Ripple Effect
Elisseou will continue to refine the framework and, with Puranam and Nandi, collect data on its effectiveness in the medical education and patient care settings. They will publish a description of their workshop this month in Medical Education as part of the journal’s series on innovation in medical education. The team also will present the data they’ve collected at internal medicine grand rounds at the Providence VA; run a webinar for the SAMHSA-HRSA Center for Integrated Health Services; and plan to publish their findings in a peer-reviewed academic journal in the near future.
Already, Nandi and Puranam have noticed a cultural shift at school. They say their peers regularly share observations of the impact that the new practices have on their interactions with patients. Ultimately they envision trauma-informed care becoming an integral part of medical education beyond a single lecture or workshop. Nandi hopes it will be “the lens through which the Doctoring curriculum looks.”

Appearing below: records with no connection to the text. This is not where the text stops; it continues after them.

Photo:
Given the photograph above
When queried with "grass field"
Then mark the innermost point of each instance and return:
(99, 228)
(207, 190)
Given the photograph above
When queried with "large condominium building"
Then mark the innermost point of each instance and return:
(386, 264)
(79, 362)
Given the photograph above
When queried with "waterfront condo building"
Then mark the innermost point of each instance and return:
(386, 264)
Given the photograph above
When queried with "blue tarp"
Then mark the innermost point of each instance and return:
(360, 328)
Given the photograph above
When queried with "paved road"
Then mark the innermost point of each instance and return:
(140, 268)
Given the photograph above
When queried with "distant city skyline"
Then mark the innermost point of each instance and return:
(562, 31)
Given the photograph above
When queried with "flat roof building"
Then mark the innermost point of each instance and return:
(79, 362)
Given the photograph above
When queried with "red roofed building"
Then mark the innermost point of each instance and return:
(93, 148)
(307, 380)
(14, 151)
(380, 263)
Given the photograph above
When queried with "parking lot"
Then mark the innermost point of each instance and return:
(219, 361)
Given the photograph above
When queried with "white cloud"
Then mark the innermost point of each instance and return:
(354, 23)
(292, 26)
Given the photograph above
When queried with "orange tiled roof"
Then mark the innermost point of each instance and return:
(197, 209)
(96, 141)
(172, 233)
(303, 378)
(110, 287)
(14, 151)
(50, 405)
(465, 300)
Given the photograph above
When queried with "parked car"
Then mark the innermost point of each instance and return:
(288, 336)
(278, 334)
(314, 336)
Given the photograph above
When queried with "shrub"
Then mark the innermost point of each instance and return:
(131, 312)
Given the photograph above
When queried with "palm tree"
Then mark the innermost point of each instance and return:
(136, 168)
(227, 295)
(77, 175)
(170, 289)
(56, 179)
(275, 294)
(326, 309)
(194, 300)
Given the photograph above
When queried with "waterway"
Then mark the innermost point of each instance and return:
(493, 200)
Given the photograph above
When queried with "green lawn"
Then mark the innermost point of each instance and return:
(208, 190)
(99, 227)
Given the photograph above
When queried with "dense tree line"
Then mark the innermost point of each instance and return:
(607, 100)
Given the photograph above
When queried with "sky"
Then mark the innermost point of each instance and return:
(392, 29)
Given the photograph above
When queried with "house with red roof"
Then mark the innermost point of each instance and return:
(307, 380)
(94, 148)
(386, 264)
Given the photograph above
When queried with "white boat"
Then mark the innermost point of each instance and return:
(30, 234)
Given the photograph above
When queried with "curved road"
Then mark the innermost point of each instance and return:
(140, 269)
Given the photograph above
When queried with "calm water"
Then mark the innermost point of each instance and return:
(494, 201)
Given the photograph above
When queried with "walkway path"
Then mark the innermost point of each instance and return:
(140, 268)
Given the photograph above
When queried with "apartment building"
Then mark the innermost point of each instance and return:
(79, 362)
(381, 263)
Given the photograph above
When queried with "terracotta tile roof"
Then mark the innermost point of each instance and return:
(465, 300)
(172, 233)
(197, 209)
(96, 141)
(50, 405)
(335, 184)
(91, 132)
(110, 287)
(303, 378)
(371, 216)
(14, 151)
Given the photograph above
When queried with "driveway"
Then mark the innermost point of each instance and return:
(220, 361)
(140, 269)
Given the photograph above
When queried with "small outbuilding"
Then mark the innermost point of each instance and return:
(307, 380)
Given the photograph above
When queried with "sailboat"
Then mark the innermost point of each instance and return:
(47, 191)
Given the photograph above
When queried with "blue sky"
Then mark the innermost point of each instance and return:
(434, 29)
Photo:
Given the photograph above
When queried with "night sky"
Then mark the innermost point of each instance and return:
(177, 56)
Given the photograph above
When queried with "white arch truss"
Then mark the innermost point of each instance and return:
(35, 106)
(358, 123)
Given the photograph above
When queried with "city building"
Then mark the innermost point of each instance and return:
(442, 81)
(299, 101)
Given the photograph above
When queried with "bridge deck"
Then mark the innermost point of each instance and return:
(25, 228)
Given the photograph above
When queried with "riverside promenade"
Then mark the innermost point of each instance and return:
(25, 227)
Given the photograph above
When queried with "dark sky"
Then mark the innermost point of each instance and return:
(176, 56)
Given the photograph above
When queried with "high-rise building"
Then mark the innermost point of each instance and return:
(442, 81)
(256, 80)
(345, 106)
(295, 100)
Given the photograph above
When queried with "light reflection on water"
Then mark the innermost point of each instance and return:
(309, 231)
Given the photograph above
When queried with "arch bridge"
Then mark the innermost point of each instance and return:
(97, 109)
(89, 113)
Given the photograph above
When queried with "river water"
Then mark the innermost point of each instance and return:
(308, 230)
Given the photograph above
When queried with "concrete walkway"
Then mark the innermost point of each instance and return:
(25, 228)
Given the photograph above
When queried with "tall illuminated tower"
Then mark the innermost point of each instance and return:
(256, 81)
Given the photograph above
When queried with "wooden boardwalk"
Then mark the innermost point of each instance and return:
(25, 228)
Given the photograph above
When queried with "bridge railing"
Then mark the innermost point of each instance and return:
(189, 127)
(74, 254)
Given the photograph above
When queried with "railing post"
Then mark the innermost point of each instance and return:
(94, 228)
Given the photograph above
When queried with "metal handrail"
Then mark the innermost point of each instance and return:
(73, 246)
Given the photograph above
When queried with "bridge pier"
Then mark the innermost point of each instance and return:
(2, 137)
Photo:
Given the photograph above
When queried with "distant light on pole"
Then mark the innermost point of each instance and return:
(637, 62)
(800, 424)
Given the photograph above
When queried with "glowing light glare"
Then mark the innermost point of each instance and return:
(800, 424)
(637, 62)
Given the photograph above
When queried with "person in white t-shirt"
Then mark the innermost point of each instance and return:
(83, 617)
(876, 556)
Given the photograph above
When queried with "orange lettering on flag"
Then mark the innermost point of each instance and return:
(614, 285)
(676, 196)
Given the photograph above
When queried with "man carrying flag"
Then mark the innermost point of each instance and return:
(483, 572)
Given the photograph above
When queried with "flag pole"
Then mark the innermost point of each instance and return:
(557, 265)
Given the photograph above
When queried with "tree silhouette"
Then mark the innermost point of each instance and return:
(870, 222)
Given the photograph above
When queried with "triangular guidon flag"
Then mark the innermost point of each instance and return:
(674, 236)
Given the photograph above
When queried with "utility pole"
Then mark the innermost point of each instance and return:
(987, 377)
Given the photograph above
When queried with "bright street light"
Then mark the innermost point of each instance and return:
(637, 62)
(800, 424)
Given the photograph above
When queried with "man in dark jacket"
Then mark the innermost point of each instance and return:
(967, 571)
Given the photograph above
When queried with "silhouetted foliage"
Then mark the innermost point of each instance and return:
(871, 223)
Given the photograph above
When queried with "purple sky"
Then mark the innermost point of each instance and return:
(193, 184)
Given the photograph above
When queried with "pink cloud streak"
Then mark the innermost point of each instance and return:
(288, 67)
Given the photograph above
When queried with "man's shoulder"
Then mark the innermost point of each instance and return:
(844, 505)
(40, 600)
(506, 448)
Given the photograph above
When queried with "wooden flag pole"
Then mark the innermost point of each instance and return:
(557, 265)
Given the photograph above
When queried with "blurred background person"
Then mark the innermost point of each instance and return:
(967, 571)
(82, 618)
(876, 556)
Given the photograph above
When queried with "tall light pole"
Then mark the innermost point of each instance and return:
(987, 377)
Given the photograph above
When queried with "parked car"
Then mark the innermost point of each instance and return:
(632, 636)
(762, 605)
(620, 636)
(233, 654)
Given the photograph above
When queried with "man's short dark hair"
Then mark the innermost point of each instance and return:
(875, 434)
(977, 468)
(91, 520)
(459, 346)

Elisseou echoes that hope, finding inspiration in a potential ripple effect across the medical field. “That’s what makes me wake up early and go to bed late working on this—knowing that this can have an impact on real patients,” she says. The development, refinement, and integration of the trauma-informed physical exam framework will achieve a much simpler mission, she adds. “As long as we approach our patients with love, the outcome will usually be OK,” Elisseou says. “My hope in teaching the trauma-informed physical exam is to promote skills that communicate compassion, to have an impact on the way our patients feel when they are with us—I want them to feel safe, to feel loved. The mission of my life is love.”